Jeans, running shoes, windbreaker, big camera, baseball cap, cigarettes, gigantic smiles. My texans. They stuck out like sore thumbs and I loved them for it. In a city of small; small people, small rooms, small portions, small streets, etc., these big personality Texans  were a breath of fresh American air.

I met up with my uncle Tom and cousin Rachel this past Monday morning (sorry for the long delay) and headed straight to Notre Dame. Though I had been there many times, seeing it through their eyes made it that much more impressive.

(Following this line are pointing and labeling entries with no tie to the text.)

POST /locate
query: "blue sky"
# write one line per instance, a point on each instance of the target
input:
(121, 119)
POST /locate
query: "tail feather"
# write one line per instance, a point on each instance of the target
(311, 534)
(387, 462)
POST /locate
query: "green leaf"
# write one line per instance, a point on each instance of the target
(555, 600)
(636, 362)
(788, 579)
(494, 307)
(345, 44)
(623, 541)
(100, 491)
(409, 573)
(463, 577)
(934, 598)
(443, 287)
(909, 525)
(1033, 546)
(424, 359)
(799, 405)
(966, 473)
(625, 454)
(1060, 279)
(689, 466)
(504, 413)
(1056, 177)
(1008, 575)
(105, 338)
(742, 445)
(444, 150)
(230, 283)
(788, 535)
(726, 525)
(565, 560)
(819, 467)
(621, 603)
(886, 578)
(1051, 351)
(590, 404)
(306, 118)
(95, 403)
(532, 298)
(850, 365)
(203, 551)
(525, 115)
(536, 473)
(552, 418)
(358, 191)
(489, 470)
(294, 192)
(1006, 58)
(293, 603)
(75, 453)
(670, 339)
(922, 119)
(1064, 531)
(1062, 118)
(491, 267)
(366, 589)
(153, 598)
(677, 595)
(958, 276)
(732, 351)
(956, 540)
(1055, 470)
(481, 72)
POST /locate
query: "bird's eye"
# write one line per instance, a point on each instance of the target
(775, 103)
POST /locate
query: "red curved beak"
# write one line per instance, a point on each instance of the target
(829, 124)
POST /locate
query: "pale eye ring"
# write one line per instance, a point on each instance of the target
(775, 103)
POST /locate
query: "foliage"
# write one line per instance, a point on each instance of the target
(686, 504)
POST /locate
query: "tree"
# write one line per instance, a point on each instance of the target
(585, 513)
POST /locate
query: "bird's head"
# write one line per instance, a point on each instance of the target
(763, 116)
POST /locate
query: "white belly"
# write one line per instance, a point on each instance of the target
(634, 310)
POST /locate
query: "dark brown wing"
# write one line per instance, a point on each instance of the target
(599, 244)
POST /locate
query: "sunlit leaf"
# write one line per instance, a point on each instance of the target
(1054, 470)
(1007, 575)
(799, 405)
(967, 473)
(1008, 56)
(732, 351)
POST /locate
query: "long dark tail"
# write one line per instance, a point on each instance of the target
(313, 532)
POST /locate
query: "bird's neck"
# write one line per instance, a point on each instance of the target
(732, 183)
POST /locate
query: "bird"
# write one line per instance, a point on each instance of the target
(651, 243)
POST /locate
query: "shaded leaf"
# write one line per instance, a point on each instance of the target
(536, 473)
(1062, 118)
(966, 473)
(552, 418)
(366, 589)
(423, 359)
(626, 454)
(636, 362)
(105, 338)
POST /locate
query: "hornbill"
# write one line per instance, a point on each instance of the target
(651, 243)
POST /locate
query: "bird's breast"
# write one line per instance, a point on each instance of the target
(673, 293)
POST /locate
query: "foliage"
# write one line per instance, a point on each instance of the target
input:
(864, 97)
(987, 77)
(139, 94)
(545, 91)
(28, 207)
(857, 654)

Rachel, who has never been out of the country, was humbly rendered speechless. The grandeur of the building--inside and out--is incomprehensible. The fact that it was conceptualized and created 848 years ago still boggles me. There is a contagious hush as soon as you step through the monumental (or as I like to say, monumentous--monumental +momentous) stone doors. The towering concrete beams, constant shadows, and massive stained glass windows transport you to another time. Although it is filled with hundreds of tourists, you cannot help but feel far removed from everything but yourself.


We wandered around for an hour, mostly silent and perplexed. They definitely do not have things like this in Texas, let alone America.

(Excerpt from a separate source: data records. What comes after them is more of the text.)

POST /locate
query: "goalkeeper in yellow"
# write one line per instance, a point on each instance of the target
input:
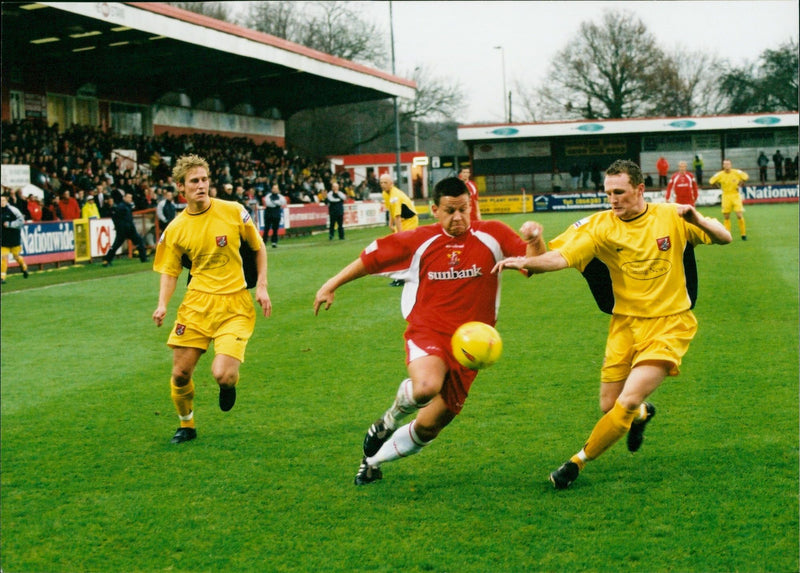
(217, 306)
(639, 261)
(729, 180)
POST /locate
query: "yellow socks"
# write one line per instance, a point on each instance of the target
(607, 431)
(183, 397)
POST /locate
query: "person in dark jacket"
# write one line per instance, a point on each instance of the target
(335, 200)
(122, 215)
(13, 220)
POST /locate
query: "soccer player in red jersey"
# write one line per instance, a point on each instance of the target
(448, 281)
(683, 185)
(475, 208)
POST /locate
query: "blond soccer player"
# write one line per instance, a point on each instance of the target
(729, 180)
(217, 305)
(639, 260)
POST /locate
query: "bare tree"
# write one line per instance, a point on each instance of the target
(606, 71)
(369, 126)
(333, 27)
(218, 10)
(770, 85)
(281, 18)
(685, 84)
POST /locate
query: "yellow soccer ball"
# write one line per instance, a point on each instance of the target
(476, 345)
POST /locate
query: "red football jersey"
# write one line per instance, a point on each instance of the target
(448, 280)
(473, 201)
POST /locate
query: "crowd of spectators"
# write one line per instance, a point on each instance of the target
(77, 165)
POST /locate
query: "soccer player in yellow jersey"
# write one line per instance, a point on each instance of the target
(402, 215)
(639, 261)
(729, 180)
(217, 305)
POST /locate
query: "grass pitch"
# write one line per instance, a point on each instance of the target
(91, 484)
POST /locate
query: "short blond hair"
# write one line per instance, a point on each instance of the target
(185, 164)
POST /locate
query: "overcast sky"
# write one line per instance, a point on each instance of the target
(456, 39)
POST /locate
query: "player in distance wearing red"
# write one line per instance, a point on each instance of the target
(683, 186)
(448, 281)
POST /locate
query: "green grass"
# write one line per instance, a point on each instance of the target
(90, 482)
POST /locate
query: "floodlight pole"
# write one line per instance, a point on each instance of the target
(506, 116)
(396, 113)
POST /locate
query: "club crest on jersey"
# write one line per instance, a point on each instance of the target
(454, 258)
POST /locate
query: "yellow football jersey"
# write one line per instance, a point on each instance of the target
(211, 241)
(729, 182)
(649, 260)
(399, 204)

After our hour of reflection and awe we grabbed some greek to-go food and sat for lunch. Après ça (after that) I took them around the 5th and 6th before running off to work. 

That night Rachel and I wandered through the 10th looking for a good cafe to sit and have a fat glass of wine. We ended up stumbling upon one tucked away by the Porte St. Martin (built in 1674 by Louis  XIV and looks like a mini Arc de Triomphe). We ordered a very large carafe of red wine, and Rachel decided on a raclette galette, something I had never seen before.

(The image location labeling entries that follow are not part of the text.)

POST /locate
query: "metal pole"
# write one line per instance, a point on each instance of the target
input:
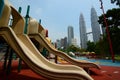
(20, 60)
(27, 19)
(107, 31)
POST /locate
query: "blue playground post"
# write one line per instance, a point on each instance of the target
(20, 60)
(27, 19)
(1, 7)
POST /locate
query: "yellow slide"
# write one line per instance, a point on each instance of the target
(36, 31)
(25, 49)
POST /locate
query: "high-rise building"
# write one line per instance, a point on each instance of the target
(70, 34)
(83, 35)
(95, 25)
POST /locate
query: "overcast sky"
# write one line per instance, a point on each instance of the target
(57, 15)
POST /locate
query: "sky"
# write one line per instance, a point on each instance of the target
(57, 15)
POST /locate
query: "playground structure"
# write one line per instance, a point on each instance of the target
(36, 30)
(26, 50)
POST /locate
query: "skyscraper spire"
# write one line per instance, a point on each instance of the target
(70, 34)
(95, 25)
(83, 35)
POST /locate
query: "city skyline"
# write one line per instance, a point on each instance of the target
(56, 15)
(83, 33)
(95, 25)
(70, 34)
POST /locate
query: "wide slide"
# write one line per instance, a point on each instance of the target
(25, 49)
(33, 32)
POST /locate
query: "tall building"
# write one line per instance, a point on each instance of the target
(83, 35)
(70, 34)
(95, 25)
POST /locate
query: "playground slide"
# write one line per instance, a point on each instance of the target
(33, 33)
(25, 49)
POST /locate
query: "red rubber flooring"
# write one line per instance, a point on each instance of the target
(106, 73)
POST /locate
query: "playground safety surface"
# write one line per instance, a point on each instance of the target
(106, 73)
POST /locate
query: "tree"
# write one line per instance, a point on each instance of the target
(113, 20)
(117, 2)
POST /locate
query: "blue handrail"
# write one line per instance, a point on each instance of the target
(1, 7)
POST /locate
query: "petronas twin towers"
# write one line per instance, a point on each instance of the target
(95, 28)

A galette is a savory, open-faced, buckwheat crepe. This one was filled with boiled potatoes, sauteed onions, lardons fumes (smoked bacon pieces) and smothered with raclette cheese. It smelled amazing.

After a few glasses of fruity, delectable red wine we were feeling good. The cafe was completely full on a Tuesday night and the owner seemed to know everyone. Rachel and I were enveloped in a cloud of cigarette smoke and buzzing french conversation. We stayed until it closed, chatting and people watching, before strolling back to the hotel happily warmed by wine. I cannot remember the last time we were able to spend that much alone time together. Usually surrounded by a bucketload of other Texans, it is a rarity to have an entire night devoted to one of them. I am so lucky to have had the chance...especially in Paris.

Our next adventure: Versailles.

French phrase of the day: ça se discute--kind of like, "that's debatable."